NAVAJOS WANT TRUMP TO SUBSIDIZE MINE, POWER PLANT
Navajo Nation political officials are endorsing a plan to ask the federal government for coal subsidies to keep the Kayenta Mine and Navajo Generating Station operating.
The coal-fired power plant is not economical for Salt River Project and its other four owners, who voted recently to run it through the end of 2019 if possible, but give up their ownership after that. Closing the power plant near Page would mean closure for the Kayenta Mine, which feeds it with hundreds of millions of dollars worth of coal a year.
While the closure would benefit the environment as utilities turn to cheaper, cleaner-burning natural gas, it would devastate the economies of the Navajo and Hopi tribes, whose members depend on the two facilities for jobs, government revenues and smaller services such as free coal to heat homes.
So far, no solid plan has developed to keep the facilities open, though representatives of the tribes and other stakeholders met March 1 with officials from the U.S. Department of the Interior to explore possibilities.
‘MIDCENTURY MARVEL’ BANK RAZED
Crews on Wednesday demolished a 1954 bank building, known by historic preservationists as one of Phoenix’s “midcentury marvels,” to make way for residences north of Margaret T. Hance Park.
The plans announced last year to turn what was once the Willetta Branch of Valley National Bank to rubble drew concern from preservationists. Phoenix’s Historic Preservation Commission didn’t take action to protect the building, but used it to spur changes to the city’s demolition process.
The building was eligible for city historic designation, which would have temporarily prevented its destruction, but it was never listed.
ARIZONA TASERED IN BRAND-VALUE STUDY
Apparently a lot of people haven’t rented a U-Haul truck, shopped for cat litter at PetSmart or viewed an outrageous GoDaddy TV commercial, because those three Arizona-based brands received no mention in a study of the most valuable and recognizable brands in America.
In fact, no Arizona brands or companies rank among the top 500 nationally, according to a new study by London-based Brand Finance. That makes Arizona one of just 13 states not to receive any recognition in the report.
Sprouts Farmers Market also failed to make the list, as did the University of Phoenix, LifeLock and all other local companies. Even Taser, the stun-gun maker whose corporate name has been transformed into a verb in popular usage, didn’t make the grade, azcentral’s Russ Wiles reports.

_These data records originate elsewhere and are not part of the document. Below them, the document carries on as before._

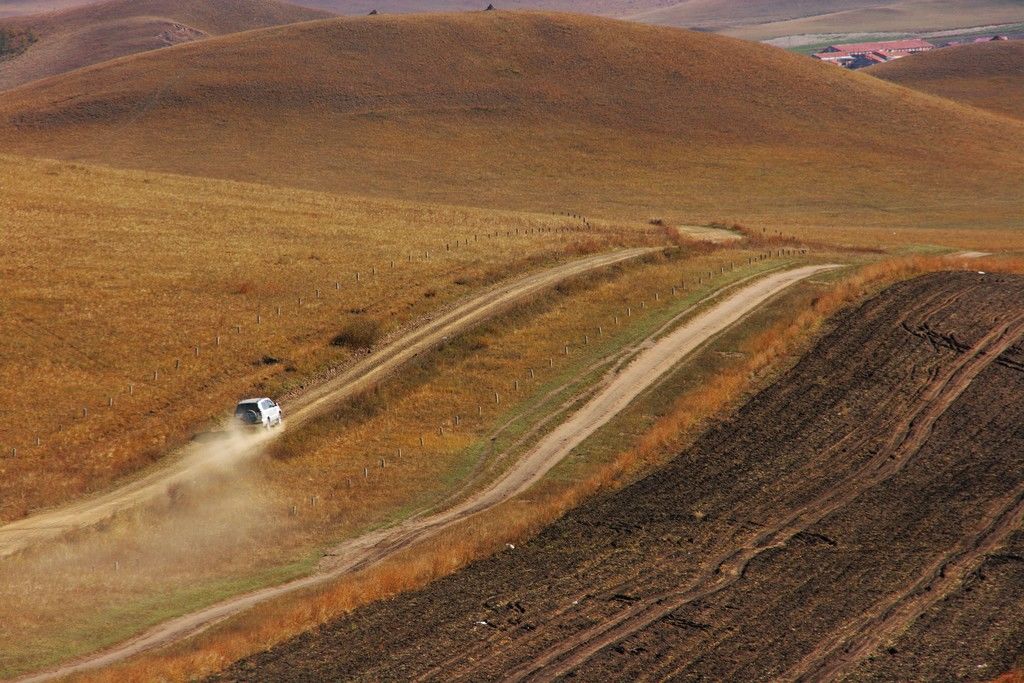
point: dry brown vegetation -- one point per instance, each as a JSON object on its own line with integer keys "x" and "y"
{"x": 765, "y": 353}
{"x": 113, "y": 279}
{"x": 97, "y": 32}
{"x": 541, "y": 112}
{"x": 242, "y": 529}
{"x": 986, "y": 75}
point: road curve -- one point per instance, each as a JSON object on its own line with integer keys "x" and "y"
{"x": 365, "y": 551}
{"x": 357, "y": 378}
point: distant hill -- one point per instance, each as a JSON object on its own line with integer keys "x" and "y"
{"x": 985, "y": 75}
{"x": 74, "y": 38}
{"x": 541, "y": 112}
{"x": 817, "y": 19}
{"x": 805, "y": 20}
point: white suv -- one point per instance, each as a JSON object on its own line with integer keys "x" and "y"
{"x": 258, "y": 413}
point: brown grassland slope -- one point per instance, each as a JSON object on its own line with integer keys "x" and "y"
{"x": 800, "y": 540}
{"x": 536, "y": 111}
{"x": 985, "y": 75}
{"x": 870, "y": 16}
{"x": 87, "y": 35}
{"x": 113, "y": 279}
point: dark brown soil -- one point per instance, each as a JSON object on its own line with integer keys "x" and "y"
{"x": 859, "y": 518}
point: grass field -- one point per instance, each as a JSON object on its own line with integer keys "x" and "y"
{"x": 97, "y": 32}
{"x": 732, "y": 366}
{"x": 896, "y": 16}
{"x": 989, "y": 76}
{"x": 242, "y": 531}
{"x": 523, "y": 119}
{"x": 113, "y": 279}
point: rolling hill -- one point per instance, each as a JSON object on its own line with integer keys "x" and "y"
{"x": 62, "y": 41}
{"x": 985, "y": 75}
{"x": 763, "y": 20}
{"x": 536, "y": 111}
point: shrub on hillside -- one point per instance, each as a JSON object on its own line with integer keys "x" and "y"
{"x": 359, "y": 333}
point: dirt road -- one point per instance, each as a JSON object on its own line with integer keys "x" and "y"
{"x": 359, "y": 377}
{"x": 859, "y": 519}
{"x": 367, "y": 550}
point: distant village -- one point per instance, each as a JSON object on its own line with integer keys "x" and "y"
{"x": 858, "y": 55}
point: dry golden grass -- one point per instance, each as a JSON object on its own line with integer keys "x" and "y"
{"x": 986, "y": 75}
{"x": 763, "y": 355}
{"x": 233, "y": 534}
{"x": 850, "y": 18}
{"x": 111, "y": 276}
{"x": 540, "y": 112}
{"x": 101, "y": 31}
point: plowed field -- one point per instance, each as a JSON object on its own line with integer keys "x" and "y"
{"x": 859, "y": 518}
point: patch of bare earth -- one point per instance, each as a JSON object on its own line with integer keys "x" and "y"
{"x": 861, "y": 517}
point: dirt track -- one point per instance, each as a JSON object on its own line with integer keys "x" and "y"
{"x": 367, "y": 550}
{"x": 357, "y": 378}
{"x": 834, "y": 528}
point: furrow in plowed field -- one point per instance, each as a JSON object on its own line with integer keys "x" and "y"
{"x": 859, "y": 518}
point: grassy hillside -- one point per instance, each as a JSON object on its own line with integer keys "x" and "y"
{"x": 112, "y": 279}
{"x": 94, "y": 33}
{"x": 536, "y": 111}
{"x": 985, "y": 75}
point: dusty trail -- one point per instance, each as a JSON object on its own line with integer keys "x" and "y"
{"x": 910, "y": 433}
{"x": 372, "y": 548}
{"x": 359, "y": 377}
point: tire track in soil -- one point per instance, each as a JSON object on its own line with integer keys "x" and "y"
{"x": 932, "y": 304}
{"x": 929, "y": 306}
{"x": 372, "y": 548}
{"x": 838, "y": 655}
{"x": 726, "y": 568}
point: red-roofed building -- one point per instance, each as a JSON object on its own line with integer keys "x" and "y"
{"x": 858, "y": 55}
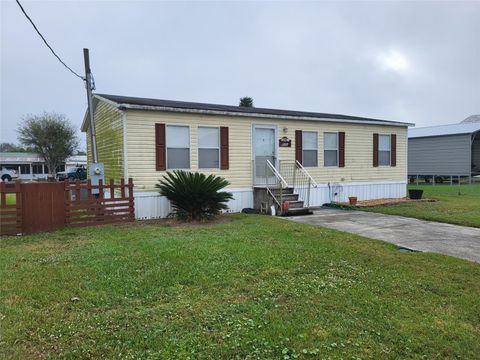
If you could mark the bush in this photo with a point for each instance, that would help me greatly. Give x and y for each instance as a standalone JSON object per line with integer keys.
{"x": 193, "y": 195}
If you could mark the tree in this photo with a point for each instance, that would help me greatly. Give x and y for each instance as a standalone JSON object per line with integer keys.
{"x": 246, "y": 101}
{"x": 51, "y": 135}
{"x": 11, "y": 147}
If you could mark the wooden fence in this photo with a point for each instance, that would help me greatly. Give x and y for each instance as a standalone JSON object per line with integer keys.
{"x": 32, "y": 207}
{"x": 94, "y": 207}
{"x": 10, "y": 208}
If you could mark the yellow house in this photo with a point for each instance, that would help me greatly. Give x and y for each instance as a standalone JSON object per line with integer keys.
{"x": 318, "y": 157}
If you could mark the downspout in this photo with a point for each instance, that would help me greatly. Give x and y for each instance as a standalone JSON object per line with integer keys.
{"x": 125, "y": 146}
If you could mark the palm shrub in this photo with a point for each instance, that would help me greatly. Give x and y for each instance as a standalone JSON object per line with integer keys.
{"x": 193, "y": 195}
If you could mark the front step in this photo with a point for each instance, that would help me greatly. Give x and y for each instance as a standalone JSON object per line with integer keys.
{"x": 297, "y": 204}
{"x": 298, "y": 212}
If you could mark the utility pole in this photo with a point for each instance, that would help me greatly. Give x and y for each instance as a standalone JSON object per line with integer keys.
{"x": 88, "y": 84}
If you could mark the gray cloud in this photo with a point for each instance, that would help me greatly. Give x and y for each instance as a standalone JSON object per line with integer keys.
{"x": 408, "y": 61}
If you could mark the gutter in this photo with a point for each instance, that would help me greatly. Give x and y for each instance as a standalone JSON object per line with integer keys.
{"x": 256, "y": 115}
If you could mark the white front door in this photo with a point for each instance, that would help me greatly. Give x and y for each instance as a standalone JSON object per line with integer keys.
{"x": 264, "y": 148}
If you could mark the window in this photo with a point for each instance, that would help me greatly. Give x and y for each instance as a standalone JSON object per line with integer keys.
{"x": 37, "y": 168}
{"x": 384, "y": 149}
{"x": 208, "y": 148}
{"x": 25, "y": 169}
{"x": 330, "y": 149}
{"x": 310, "y": 148}
{"x": 178, "y": 147}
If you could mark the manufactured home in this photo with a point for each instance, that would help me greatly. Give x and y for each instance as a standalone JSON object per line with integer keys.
{"x": 445, "y": 152}
{"x": 316, "y": 157}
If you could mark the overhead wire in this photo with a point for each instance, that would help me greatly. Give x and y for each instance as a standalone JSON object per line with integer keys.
{"x": 46, "y": 43}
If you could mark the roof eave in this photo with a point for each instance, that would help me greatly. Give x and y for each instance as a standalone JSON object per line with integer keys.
{"x": 258, "y": 115}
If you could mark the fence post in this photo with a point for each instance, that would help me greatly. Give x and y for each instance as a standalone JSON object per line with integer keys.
{"x": 122, "y": 188}
{"x": 100, "y": 189}
{"x": 89, "y": 189}
{"x": 112, "y": 189}
{"x": 131, "y": 199}
{"x": 77, "y": 190}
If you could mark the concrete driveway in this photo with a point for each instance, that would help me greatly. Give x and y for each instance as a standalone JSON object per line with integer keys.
{"x": 454, "y": 240}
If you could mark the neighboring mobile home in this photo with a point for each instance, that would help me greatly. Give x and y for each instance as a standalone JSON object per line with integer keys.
{"x": 32, "y": 166}
{"x": 337, "y": 156}
{"x": 445, "y": 152}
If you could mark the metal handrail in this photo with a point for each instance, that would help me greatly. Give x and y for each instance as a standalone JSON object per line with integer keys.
{"x": 276, "y": 173}
{"x": 313, "y": 182}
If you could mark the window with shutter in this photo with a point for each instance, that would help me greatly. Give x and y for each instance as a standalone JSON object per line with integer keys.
{"x": 160, "y": 152}
{"x": 298, "y": 146}
{"x": 178, "y": 147}
{"x": 341, "y": 149}
{"x": 224, "y": 148}
{"x": 393, "y": 142}
{"x": 208, "y": 148}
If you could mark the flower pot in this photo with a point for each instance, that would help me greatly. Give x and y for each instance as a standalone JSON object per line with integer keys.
{"x": 415, "y": 194}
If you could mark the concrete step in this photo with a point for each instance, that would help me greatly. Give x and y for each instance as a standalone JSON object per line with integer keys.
{"x": 295, "y": 204}
{"x": 285, "y": 191}
{"x": 288, "y": 197}
{"x": 298, "y": 212}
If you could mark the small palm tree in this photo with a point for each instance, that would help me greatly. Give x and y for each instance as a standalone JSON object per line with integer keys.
{"x": 246, "y": 101}
{"x": 193, "y": 195}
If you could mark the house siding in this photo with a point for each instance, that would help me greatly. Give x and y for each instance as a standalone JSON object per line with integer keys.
{"x": 440, "y": 155}
{"x": 109, "y": 133}
{"x": 476, "y": 151}
{"x": 358, "y": 148}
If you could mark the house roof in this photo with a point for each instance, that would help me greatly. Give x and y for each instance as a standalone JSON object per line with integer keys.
{"x": 128, "y": 102}
{"x": 444, "y": 130}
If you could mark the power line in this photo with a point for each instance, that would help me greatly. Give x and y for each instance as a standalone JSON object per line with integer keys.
{"x": 46, "y": 43}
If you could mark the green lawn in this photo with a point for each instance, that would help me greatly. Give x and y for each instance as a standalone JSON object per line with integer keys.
{"x": 253, "y": 287}
{"x": 456, "y": 205}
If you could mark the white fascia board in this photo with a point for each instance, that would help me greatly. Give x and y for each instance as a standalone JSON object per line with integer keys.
{"x": 257, "y": 115}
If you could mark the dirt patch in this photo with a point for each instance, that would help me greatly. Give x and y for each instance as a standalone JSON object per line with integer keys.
{"x": 386, "y": 202}
{"x": 172, "y": 222}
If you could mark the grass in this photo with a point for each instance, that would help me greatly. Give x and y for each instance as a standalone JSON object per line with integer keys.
{"x": 255, "y": 287}
{"x": 456, "y": 205}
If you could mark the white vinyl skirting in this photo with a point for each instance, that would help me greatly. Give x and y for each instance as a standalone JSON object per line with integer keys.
{"x": 150, "y": 205}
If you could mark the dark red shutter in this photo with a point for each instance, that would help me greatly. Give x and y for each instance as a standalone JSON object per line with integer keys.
{"x": 375, "y": 150}
{"x": 341, "y": 149}
{"x": 393, "y": 150}
{"x": 224, "y": 148}
{"x": 160, "y": 151}
{"x": 298, "y": 146}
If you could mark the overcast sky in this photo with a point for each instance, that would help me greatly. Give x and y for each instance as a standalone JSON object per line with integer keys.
{"x": 406, "y": 61}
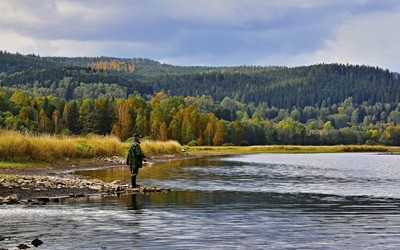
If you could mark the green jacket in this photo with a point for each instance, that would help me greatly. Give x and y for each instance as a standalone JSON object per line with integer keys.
{"x": 135, "y": 156}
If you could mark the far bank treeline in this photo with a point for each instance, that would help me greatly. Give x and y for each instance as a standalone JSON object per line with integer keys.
{"x": 201, "y": 120}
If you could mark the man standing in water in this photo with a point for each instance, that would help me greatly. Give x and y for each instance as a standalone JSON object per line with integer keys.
{"x": 135, "y": 158}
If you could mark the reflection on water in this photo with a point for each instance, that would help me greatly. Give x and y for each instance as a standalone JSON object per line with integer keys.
{"x": 285, "y": 201}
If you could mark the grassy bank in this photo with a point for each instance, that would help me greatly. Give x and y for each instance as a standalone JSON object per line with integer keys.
{"x": 17, "y": 147}
{"x": 289, "y": 149}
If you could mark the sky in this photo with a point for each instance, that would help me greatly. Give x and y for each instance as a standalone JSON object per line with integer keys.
{"x": 208, "y": 32}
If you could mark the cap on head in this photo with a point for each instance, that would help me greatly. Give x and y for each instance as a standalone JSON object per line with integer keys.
{"x": 136, "y": 135}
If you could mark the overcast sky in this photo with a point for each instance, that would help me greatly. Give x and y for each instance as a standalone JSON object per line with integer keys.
{"x": 208, "y": 32}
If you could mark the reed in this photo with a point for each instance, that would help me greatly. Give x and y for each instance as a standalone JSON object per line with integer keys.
{"x": 156, "y": 148}
{"x": 288, "y": 149}
{"x": 18, "y": 147}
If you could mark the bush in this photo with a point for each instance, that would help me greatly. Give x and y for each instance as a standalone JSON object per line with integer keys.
{"x": 192, "y": 143}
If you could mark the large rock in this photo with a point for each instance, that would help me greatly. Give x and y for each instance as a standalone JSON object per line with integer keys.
{"x": 12, "y": 199}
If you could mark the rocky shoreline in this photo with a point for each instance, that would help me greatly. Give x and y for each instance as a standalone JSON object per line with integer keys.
{"x": 41, "y": 185}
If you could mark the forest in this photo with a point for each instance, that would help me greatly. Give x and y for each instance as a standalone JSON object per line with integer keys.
{"x": 324, "y": 104}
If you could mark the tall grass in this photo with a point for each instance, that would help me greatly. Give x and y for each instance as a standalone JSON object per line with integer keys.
{"x": 290, "y": 149}
{"x": 155, "y": 148}
{"x": 45, "y": 148}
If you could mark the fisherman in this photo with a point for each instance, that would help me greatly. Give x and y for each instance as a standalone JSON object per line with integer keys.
{"x": 135, "y": 158}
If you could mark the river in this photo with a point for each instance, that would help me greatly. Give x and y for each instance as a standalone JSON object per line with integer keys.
{"x": 257, "y": 201}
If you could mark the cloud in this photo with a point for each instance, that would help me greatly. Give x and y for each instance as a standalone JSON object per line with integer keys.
{"x": 207, "y": 32}
{"x": 369, "y": 40}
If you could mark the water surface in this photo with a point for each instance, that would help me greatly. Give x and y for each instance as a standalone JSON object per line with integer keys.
{"x": 260, "y": 201}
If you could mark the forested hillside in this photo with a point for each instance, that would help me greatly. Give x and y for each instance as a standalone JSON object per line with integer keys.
{"x": 319, "y": 104}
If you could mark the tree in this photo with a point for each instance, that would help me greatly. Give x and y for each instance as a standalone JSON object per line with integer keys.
{"x": 123, "y": 125}
{"x": 71, "y": 117}
{"x": 290, "y": 131}
{"x": 220, "y": 133}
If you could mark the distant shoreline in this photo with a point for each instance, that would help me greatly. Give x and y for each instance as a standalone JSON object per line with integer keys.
{"x": 63, "y": 170}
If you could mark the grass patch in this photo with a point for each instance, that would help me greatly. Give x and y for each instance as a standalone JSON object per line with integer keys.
{"x": 289, "y": 149}
{"x": 5, "y": 164}
{"x": 156, "y": 148}
{"x": 16, "y": 147}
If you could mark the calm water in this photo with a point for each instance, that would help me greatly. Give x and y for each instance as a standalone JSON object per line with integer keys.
{"x": 260, "y": 201}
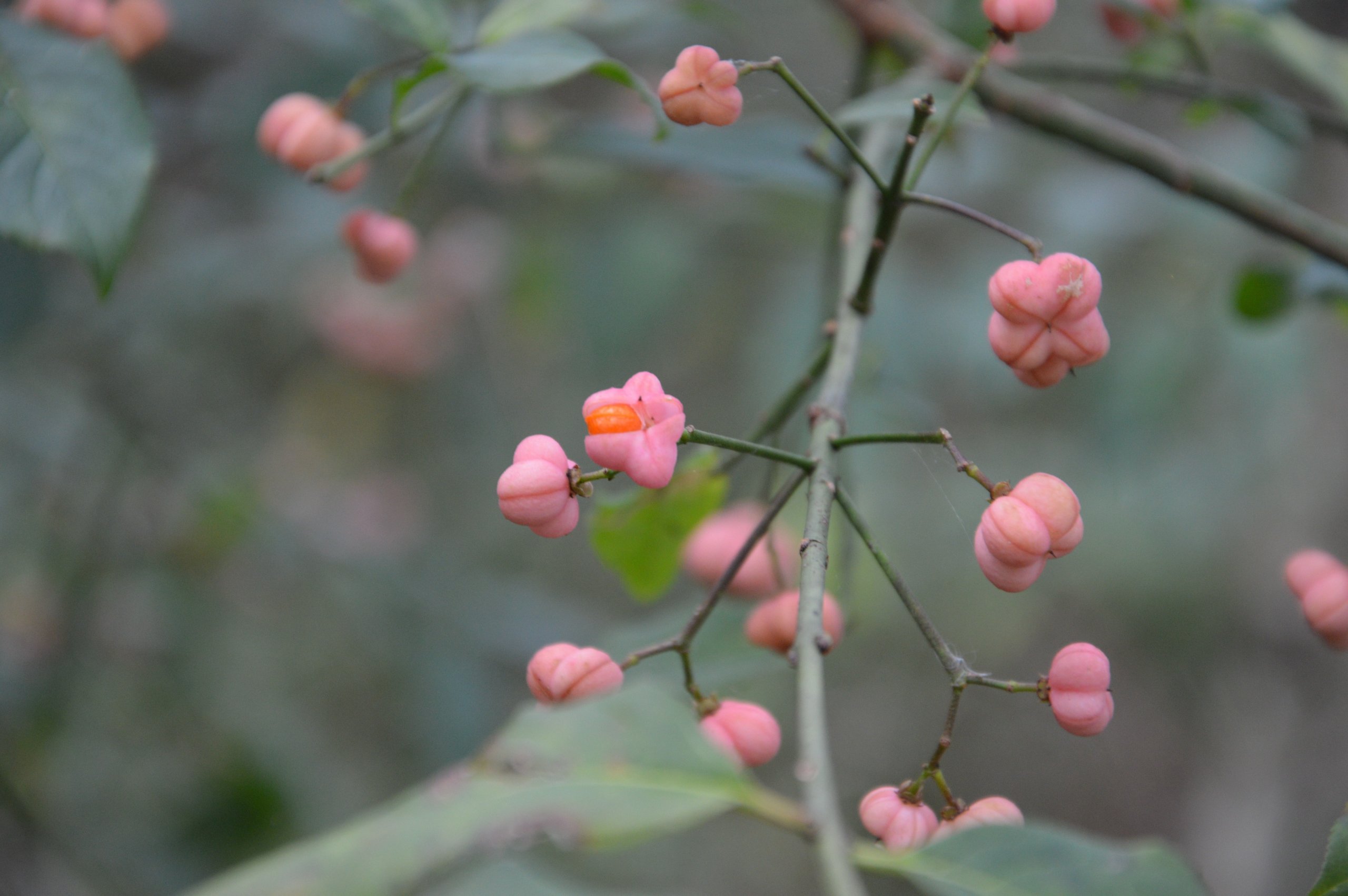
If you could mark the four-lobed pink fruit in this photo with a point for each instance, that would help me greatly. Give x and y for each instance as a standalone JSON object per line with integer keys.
{"x": 383, "y": 244}
{"x": 709, "y": 550}
{"x": 745, "y": 732}
{"x": 700, "y": 89}
{"x": 302, "y": 131}
{"x": 987, "y": 812}
{"x": 1079, "y": 689}
{"x": 78, "y": 18}
{"x": 1018, "y": 533}
{"x": 773, "y": 623}
{"x": 1046, "y": 318}
{"x": 136, "y": 26}
{"x": 1320, "y": 582}
{"x": 1019, "y": 15}
{"x": 896, "y": 822}
{"x": 565, "y": 673}
{"x": 536, "y": 491}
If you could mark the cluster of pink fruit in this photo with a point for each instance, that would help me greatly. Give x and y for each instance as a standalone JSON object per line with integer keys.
{"x": 302, "y": 131}
{"x": 133, "y": 27}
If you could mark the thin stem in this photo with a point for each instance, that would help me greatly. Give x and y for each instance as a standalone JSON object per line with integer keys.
{"x": 362, "y": 81}
{"x": 777, "y": 66}
{"x": 598, "y": 475}
{"x": 765, "y": 452}
{"x": 1190, "y": 85}
{"x": 389, "y": 138}
{"x": 1032, "y": 244}
{"x": 943, "y": 131}
{"x": 914, "y": 39}
{"x": 882, "y": 439}
{"x": 971, "y": 469}
{"x": 952, "y": 662}
{"x": 684, "y": 640}
{"x": 891, "y": 204}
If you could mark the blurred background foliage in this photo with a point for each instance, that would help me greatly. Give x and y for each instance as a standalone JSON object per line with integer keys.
{"x": 253, "y": 574}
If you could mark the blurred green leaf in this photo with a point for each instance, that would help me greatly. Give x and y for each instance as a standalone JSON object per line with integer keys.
{"x": 1334, "y": 876}
{"x": 641, "y": 535}
{"x": 1037, "y": 861}
{"x": 1317, "y": 58}
{"x": 424, "y": 22}
{"x": 528, "y": 63}
{"x": 76, "y": 153}
{"x": 517, "y": 16}
{"x": 606, "y": 772}
{"x": 1264, "y": 293}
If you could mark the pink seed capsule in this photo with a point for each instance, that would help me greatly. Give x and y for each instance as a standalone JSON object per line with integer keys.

MCCAIN ‘CRAZY FAT KID’ REMARK TICKS OFF N. KOREA
North Korea expressed outrage Thursday at Sen. John McCain’s description of President Kim Jong Un as a “crazy fat kid,” calling the former presidential candidate a “noted idiot.”
The Arizona Republican made the comment last week on MSNBC’s For the Record with Greta while suggesting Beijing should do more to control North Korea’s bad behavior.
“China is the one, the only one, that can control Kim Jong Un, this crazy fat kid that’s running North Korea,” McCain said, adding that China “could stop North Korea’s economy in a week.”
TODAY IN HISTORY
- In 1822, Florida became a United States territory.
- In 1870, the 15th Amendment to the U.S. Constitution, which prohibited denying citizens the right to vote and hold office on the basis of race, was declared in effect by Secretary of State Hamilton Fish. Texas was readmitted to the Union.
- In 1923, the Cunard liner RMS Laconia became the first passenger ship to circle the globe as it arrived in New York.
- In 1959, a narrowly divided U.S. Supreme Court, in Bartkus v. Illinois, ruled that a conviction in state court following an acquittal in federal court for the same crime did not constitute double jeopardy.
- In 1975, as the Vietnam War neared its end, Communist forces occupied the city of Da Nang.
- In 1981, President Ronald Reagan was shot and seriously injured outside a Washington, D.C., hotel by John W. Hinckley, Jr.; also wounded were White House press secretary James Brady, Secret Service agent Timothy McCarthy and a District of Columbia police officer, Thomas Delahanty.
- In 2006, American reporter Jill Carroll, a freelancer for The Christian Science Monitor, was released after 82 days as a hostage in Iraq.